Unite for safety: clean your hands – Together for more safety with good hand hygiene!
Every year on 5 May – a symbol for the five fingers our hands – the World Health Organisation (WHO) reminds everyone of the importance of hand hygiene and calls on all people in contact with the health sector to join in. This year, the motto is “Unite for safety: clean your hands”. More than ever, WHO is calling for workers across all levels to join forces and create a culture that values hand hygiene and infection prevention.

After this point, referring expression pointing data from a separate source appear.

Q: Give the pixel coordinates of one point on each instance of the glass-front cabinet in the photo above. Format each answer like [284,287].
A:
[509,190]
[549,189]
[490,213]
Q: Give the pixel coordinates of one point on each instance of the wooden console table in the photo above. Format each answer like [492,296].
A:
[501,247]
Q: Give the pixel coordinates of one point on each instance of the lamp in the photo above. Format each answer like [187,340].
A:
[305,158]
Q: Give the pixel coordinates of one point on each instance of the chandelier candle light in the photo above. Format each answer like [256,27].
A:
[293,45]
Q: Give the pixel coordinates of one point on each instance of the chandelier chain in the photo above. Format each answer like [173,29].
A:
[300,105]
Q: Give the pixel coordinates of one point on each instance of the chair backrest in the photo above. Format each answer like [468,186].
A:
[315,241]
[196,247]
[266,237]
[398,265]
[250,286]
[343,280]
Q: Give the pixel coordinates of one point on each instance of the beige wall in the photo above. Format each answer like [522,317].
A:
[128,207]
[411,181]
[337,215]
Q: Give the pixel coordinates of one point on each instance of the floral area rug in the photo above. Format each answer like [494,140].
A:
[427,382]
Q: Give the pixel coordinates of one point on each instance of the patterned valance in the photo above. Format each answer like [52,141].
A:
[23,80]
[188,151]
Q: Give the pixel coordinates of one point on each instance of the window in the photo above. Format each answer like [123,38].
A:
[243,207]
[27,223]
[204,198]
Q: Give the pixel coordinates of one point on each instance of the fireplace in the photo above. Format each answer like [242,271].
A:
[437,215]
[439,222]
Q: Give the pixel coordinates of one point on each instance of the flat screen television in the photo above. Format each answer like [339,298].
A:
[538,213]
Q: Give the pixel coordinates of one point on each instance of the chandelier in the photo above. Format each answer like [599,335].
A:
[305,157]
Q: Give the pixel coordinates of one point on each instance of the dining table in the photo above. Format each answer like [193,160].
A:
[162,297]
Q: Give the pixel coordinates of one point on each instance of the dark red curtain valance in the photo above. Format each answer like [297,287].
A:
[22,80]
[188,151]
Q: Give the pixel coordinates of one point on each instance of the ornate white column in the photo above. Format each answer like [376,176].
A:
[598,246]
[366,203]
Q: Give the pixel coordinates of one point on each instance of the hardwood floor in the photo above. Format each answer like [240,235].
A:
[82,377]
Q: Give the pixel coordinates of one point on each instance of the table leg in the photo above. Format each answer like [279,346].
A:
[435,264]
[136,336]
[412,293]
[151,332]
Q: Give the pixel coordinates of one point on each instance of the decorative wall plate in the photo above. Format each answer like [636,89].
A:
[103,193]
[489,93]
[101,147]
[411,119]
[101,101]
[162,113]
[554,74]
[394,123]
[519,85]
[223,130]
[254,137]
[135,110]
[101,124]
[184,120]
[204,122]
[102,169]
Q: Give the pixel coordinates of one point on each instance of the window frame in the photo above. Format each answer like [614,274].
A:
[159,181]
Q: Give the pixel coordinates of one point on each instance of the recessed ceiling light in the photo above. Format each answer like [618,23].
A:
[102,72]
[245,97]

Strong together against germs
Less than 200 years ago, the majority of experts still believed that diseases spread via so-called miasmas. Hygienists like Robert Koch and Louis Pasteur initially fell on deaf ears with their findings on the transmission of diseases like cholera and tuberculosis [1]. Today, hardly anyone would dare deny the existence of germs. It has long been clear that bacteria, viruses and other pathogens can be dangerous to us – sometimes more, sometimes less. Hands play an essential role in their spread!
Germs – #UniteForSafety – #StrongTogetherAgainstGerms
The fact that germs such as bacteria and viruses can cause diseases was only credibly demonstrated at the end of the 19th century by Robert Koch and Louis Pasteur. Before that, harmful vapours from the soil ("miasmas") were assumed to be the cause [1].
Ignaz Semmelweis noticed as early as 1845 that hands play a major role in the transmission of diseases and was able to halve maternal mortality in Viennese hospitals by implementing hand washing [1].